Green Thumb gives customers access to a diversified range of products including skincare products, vape pens, edibles, and many more. It opened three new stores in Illinois and Pennsylvania in Q1 and added one each in Ohio and Nevada after quarter's end, bringing its current total to 44. Green Thumb's commitment to strategic expansion and delivering quality products while keeping its balance sheet strong is what's driving its revenue and profitability.
Curaleaf: Revenue keeps rising
Another intriguing cannabis pick in the U.S. is Curaleaf Holdings (CURLF -4.29%), which in its most recent results showed an 174% year-over-year increase in revenue, to $96.5 million, a sequential increase of 28%. Investors did not take the Q1 results well, as the company missed top-line consensus estimates. But Curaleaf did report an adjusted positive EBITDA of $20 million against a loss of $2.8 million in Q1 2019.
Curaleaf attributes its Q1 revenue growth to organic expansion, new stores in Massachusetts, Florida, and New York, and its strategic acquisitions in Arizona and Nevada. For the quarter ended March 31, Curaleaf had $176.4 million of cash and $281.5 million of outstanding debt.
Management at Curaleaf believes Illinois and Pennsylvania to be the fastest-growing cannabis markets in the U.S. To grab on to the opportunity, they intend to expand in those states through the acquisition of another vertically integrated cannabis company, Grassroots, which is expected to close by the end of Q2. Grassroots has a strong market presence with 63 dispensary licenses in the Midwest. Curaleaf also expects to expand into Arkansas, North Dakota, and Vermont with Grassroots's help.

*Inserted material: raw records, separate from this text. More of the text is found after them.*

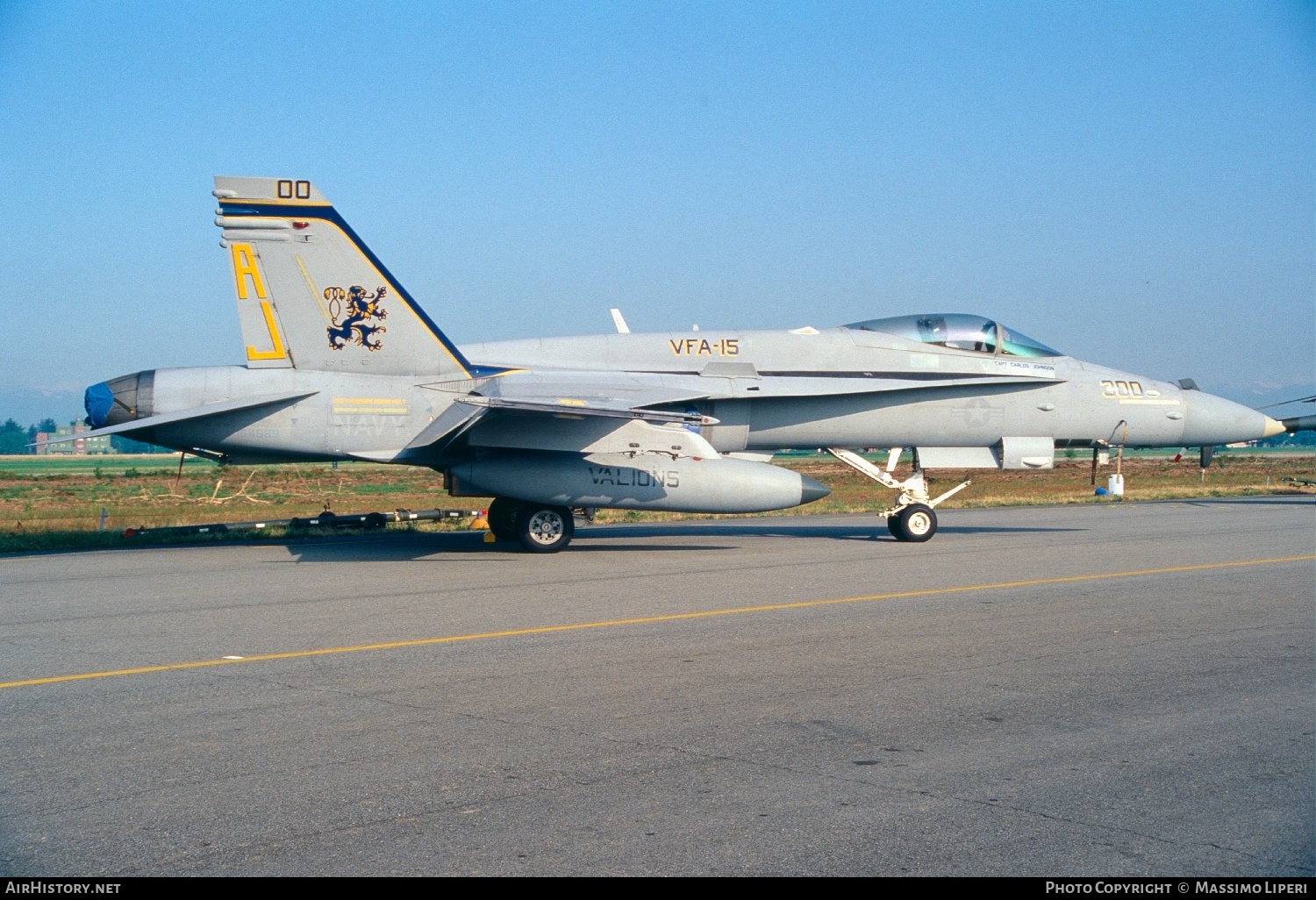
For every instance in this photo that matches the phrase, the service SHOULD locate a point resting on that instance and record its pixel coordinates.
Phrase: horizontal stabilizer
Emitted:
(183, 416)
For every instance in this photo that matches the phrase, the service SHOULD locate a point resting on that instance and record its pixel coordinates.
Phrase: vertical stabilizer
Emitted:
(312, 295)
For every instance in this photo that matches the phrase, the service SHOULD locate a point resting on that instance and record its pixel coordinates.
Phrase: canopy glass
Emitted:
(960, 332)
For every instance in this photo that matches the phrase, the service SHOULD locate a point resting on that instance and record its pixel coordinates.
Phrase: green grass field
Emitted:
(57, 502)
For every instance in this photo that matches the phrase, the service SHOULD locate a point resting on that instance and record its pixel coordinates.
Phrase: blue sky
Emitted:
(1132, 183)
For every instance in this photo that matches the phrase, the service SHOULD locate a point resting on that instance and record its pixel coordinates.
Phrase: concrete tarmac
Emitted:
(1048, 691)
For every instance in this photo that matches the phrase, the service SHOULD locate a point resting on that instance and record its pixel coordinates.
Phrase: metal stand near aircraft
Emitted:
(342, 363)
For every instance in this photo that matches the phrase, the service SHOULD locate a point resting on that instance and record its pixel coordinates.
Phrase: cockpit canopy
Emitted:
(960, 332)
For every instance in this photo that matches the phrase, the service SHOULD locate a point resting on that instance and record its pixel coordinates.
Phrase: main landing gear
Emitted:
(539, 528)
(913, 518)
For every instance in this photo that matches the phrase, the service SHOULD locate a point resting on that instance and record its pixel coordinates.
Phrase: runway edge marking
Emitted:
(642, 620)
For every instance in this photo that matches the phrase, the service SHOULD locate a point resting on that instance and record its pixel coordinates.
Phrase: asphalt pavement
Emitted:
(1097, 689)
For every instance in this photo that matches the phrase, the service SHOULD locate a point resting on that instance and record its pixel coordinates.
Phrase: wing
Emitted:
(584, 420)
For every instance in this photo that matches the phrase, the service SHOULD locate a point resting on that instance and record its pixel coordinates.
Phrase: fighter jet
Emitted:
(342, 363)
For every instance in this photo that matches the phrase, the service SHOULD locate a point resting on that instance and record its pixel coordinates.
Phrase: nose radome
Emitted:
(1211, 420)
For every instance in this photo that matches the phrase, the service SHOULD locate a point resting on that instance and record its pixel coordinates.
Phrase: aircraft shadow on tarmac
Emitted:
(471, 546)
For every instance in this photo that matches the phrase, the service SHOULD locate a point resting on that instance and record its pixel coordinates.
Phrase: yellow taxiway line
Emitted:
(642, 620)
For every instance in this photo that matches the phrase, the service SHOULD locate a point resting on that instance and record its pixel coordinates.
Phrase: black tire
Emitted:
(545, 529)
(918, 523)
(894, 526)
(502, 518)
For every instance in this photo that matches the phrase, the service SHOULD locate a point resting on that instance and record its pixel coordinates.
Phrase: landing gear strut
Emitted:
(912, 518)
(502, 518)
(537, 528)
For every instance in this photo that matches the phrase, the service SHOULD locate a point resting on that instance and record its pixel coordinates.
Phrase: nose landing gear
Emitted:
(912, 518)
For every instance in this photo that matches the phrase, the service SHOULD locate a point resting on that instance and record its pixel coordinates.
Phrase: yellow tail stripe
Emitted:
(647, 620)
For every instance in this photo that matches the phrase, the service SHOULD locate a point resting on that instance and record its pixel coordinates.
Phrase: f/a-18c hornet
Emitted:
(342, 363)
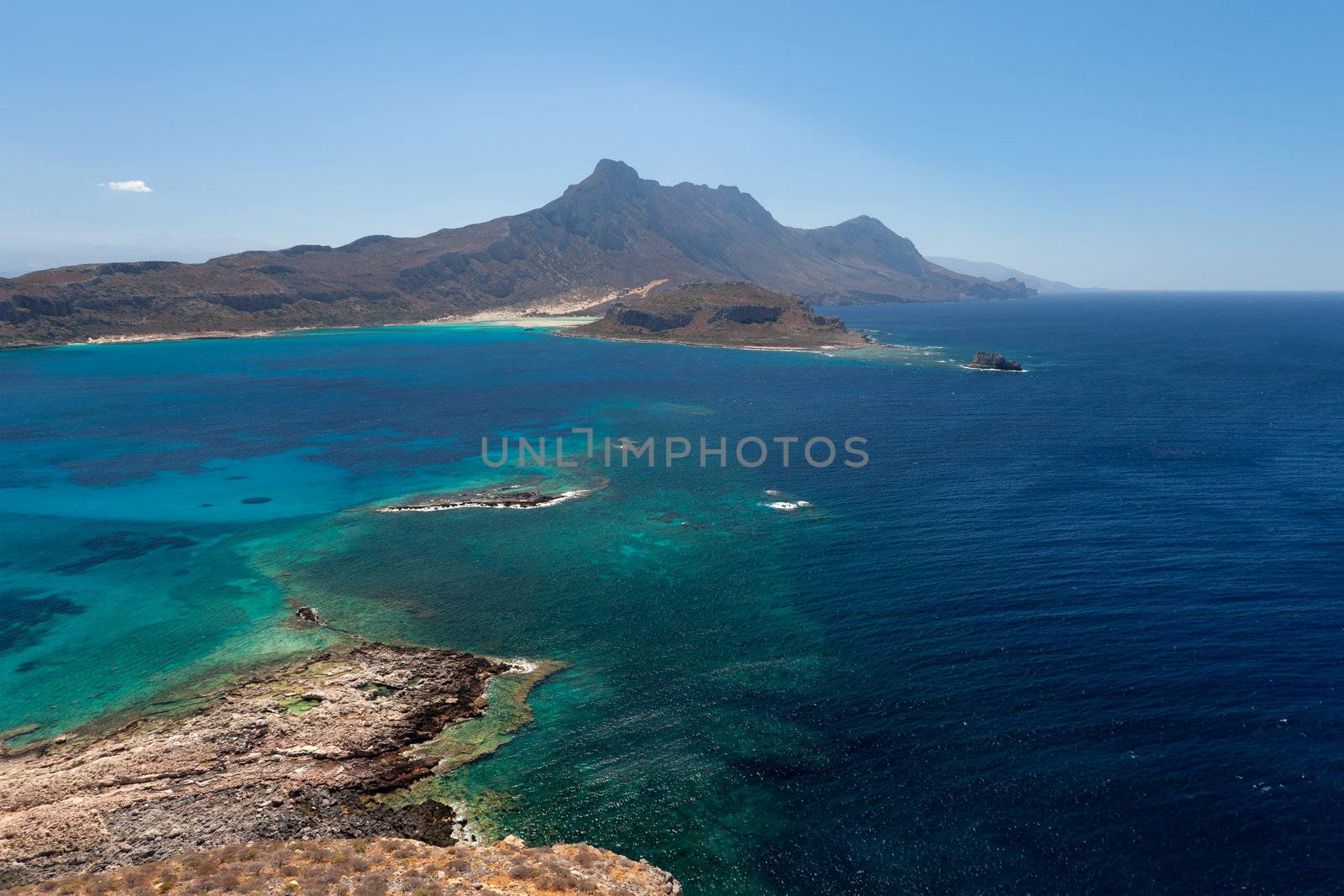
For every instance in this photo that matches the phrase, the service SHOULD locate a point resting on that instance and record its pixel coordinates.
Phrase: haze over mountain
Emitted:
(612, 231)
(991, 270)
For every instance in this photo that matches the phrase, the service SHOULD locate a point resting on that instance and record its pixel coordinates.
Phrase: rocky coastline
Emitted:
(507, 497)
(308, 750)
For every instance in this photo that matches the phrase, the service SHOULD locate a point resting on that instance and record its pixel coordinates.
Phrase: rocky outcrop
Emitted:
(994, 362)
(304, 750)
(609, 233)
(736, 313)
(383, 866)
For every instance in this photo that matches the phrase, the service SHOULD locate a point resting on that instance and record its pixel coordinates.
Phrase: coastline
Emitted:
(812, 349)
(316, 746)
(127, 338)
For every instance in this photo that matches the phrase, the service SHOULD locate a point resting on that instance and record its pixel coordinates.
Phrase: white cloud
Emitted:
(128, 186)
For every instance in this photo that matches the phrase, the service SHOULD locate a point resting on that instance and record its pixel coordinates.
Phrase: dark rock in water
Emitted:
(308, 614)
(994, 362)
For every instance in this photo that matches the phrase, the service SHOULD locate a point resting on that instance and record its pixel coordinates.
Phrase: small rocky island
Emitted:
(736, 315)
(507, 497)
(226, 785)
(992, 362)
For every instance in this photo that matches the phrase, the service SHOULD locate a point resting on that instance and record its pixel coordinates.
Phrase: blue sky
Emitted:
(1187, 145)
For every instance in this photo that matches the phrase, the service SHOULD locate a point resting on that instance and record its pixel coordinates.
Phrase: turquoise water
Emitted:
(1072, 631)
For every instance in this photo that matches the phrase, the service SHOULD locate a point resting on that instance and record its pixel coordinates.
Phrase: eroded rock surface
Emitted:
(299, 752)
(385, 866)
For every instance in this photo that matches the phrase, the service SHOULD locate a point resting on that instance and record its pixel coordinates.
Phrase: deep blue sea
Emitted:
(1075, 631)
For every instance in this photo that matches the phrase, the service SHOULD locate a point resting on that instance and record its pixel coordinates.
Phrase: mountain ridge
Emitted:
(991, 270)
(611, 231)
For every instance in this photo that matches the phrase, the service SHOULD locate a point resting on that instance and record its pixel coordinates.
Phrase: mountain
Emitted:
(741, 315)
(998, 271)
(609, 233)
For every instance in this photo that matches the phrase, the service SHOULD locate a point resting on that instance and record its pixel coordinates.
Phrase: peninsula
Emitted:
(323, 748)
(736, 315)
(612, 233)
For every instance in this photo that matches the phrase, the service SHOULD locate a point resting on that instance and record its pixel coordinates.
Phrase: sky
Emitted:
(1135, 145)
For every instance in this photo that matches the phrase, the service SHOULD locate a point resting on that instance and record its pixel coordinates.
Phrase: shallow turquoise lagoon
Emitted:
(1075, 631)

With the reopening of adult-use stores in Massachusetts after their closure for COVID-19, the company expects to meet demand and grow revenue further in the second quarter. Declaring the company "firmly focused on operational excellence to drive both top and bottom-line results in 2020," Curaleaf management intends to expand its dispensaries to 100 across 22 states by year-end.

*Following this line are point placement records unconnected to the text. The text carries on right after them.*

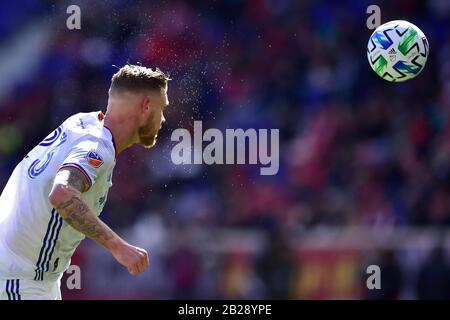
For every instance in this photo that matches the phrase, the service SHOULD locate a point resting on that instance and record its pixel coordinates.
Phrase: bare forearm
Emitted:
(78, 215)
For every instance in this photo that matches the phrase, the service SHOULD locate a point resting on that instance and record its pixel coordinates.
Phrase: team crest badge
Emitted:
(94, 159)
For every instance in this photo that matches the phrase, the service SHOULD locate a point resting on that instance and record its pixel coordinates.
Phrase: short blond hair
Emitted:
(138, 78)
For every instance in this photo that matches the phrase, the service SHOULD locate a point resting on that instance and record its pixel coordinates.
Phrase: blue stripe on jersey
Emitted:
(76, 165)
(49, 141)
(39, 274)
(17, 290)
(59, 218)
(49, 244)
(11, 282)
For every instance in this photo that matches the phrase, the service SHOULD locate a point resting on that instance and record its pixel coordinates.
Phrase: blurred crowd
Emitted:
(354, 149)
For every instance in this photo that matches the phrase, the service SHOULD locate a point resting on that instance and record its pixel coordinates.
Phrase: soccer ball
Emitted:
(397, 51)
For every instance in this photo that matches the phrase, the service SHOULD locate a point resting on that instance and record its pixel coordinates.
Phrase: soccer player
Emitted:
(55, 194)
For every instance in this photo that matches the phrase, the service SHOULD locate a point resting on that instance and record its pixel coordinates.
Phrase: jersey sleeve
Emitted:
(90, 156)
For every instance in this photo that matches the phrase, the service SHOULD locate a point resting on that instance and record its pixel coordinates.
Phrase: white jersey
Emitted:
(35, 242)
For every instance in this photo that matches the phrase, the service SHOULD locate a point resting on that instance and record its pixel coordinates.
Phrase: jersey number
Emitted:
(38, 166)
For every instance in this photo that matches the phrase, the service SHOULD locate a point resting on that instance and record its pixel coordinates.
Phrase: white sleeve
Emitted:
(90, 156)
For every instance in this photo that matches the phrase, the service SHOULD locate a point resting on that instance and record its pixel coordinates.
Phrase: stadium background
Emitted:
(364, 164)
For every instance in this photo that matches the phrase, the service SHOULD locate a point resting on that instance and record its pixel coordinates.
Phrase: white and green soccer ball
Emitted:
(397, 51)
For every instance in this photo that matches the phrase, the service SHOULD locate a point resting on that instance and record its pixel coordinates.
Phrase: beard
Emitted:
(147, 138)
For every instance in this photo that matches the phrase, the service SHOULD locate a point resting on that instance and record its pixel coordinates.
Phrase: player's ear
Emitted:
(145, 104)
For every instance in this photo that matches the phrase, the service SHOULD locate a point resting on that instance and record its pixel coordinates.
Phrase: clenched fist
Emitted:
(133, 258)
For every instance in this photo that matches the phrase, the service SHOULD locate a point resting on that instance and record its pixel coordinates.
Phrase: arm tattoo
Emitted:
(77, 214)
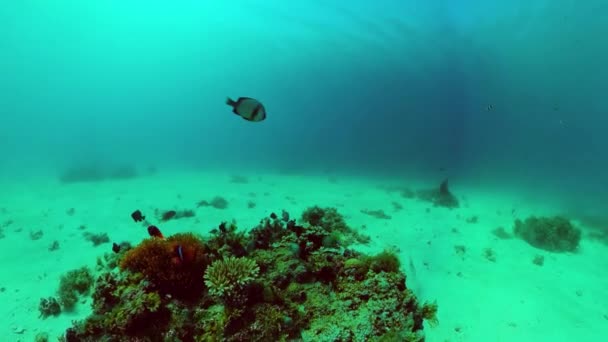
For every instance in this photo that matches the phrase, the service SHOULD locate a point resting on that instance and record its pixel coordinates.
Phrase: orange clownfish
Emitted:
(155, 232)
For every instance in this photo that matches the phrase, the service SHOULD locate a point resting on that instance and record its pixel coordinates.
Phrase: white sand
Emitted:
(510, 299)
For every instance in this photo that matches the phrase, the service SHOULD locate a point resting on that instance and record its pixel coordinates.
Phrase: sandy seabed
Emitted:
(487, 288)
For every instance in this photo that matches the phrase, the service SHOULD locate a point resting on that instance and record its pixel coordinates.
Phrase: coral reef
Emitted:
(174, 266)
(72, 284)
(49, 307)
(440, 197)
(283, 280)
(228, 278)
(554, 234)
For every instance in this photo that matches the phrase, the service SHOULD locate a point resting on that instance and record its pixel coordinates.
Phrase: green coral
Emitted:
(554, 234)
(227, 278)
(281, 281)
(72, 284)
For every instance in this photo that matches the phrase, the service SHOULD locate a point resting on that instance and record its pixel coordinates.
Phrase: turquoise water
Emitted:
(497, 94)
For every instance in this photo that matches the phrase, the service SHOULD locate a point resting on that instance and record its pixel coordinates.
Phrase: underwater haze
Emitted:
(392, 87)
(496, 96)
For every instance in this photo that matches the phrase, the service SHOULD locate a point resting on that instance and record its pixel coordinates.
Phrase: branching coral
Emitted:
(281, 281)
(227, 278)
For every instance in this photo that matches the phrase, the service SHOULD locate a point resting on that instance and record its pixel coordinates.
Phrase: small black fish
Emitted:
(137, 216)
(178, 250)
(248, 108)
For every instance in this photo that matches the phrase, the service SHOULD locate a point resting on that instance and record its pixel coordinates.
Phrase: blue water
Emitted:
(489, 91)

April looked good for legal states, and more is coming
The U.S. cannabis industry is poised to grow, with more states pushing to legalize some form of medical or recreational cannabis. Most of the U.S. areas where marijuana is legal, including California, Washington, D.C., and Illinois, saw a surge in sales in April, the first month of complete lockdown. Meanwhile, growth from the Canadian industry looks bleak after the Canadian Imperial Bank of Commerce slashed its marijuana sales forecast for 2020, noting that headwinds including slow store rollout might continue this year.
COVID-19 is the twist!
The expansion plans for both Curaleaf and Green Thumb are intriguing, but there's a big twist this year: COVID-19. The uncertainty of the pandemic means that what matters more now is seeing companies work efficiently to conserve cash to stay afloat, rather than ramping up with acquisitions.

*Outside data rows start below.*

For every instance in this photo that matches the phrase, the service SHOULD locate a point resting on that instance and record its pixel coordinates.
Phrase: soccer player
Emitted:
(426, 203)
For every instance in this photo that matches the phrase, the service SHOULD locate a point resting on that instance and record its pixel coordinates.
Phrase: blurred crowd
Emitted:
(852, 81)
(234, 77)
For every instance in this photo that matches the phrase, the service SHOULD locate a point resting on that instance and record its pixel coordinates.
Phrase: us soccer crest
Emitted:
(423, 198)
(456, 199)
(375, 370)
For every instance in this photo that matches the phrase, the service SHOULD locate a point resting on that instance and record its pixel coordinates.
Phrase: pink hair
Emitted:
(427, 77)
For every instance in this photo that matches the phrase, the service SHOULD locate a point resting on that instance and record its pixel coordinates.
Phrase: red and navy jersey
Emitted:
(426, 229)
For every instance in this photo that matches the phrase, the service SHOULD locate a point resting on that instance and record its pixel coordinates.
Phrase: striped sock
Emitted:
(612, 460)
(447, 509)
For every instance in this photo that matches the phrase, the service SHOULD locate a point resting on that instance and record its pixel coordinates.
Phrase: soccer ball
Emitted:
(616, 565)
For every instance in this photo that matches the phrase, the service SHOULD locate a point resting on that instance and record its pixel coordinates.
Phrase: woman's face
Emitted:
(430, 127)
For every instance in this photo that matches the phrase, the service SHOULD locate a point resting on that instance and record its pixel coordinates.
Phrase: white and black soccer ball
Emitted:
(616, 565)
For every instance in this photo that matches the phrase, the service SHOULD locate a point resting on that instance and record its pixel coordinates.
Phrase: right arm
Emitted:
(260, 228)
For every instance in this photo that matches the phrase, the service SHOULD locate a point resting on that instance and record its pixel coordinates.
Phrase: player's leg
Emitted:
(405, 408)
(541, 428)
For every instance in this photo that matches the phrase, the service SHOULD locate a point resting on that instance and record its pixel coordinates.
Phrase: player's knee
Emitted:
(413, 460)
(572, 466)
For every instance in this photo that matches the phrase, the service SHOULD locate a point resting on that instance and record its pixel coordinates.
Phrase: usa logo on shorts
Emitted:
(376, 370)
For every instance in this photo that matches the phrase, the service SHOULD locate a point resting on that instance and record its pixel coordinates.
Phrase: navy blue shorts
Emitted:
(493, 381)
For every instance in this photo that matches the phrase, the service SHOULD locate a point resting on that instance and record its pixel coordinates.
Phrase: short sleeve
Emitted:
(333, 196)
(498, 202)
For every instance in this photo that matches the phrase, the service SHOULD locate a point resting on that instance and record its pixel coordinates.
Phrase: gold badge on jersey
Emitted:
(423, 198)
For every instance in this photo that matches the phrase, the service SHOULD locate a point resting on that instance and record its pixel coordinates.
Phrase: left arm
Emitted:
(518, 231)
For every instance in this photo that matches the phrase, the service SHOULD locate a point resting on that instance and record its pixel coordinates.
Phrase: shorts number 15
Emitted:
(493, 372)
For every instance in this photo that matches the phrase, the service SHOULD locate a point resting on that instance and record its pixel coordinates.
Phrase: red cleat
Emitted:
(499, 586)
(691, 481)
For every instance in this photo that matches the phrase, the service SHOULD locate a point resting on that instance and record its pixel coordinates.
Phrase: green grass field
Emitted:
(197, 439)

That said, I still think U.S. cannabis stocks like including and Curaleaf present a good buying opportunity if you are looking for investments that will bear fruit in the long term. Shares of Green Thumb and Curaleaf are up 41% and 39%, respectively, so far in May, while the SPDR S&P 500 ETF (SPY -0.07%) has gained 4.4%. I think as the coronavirus continues to take its toll, these are two cannabis companies that may survive and even thrive.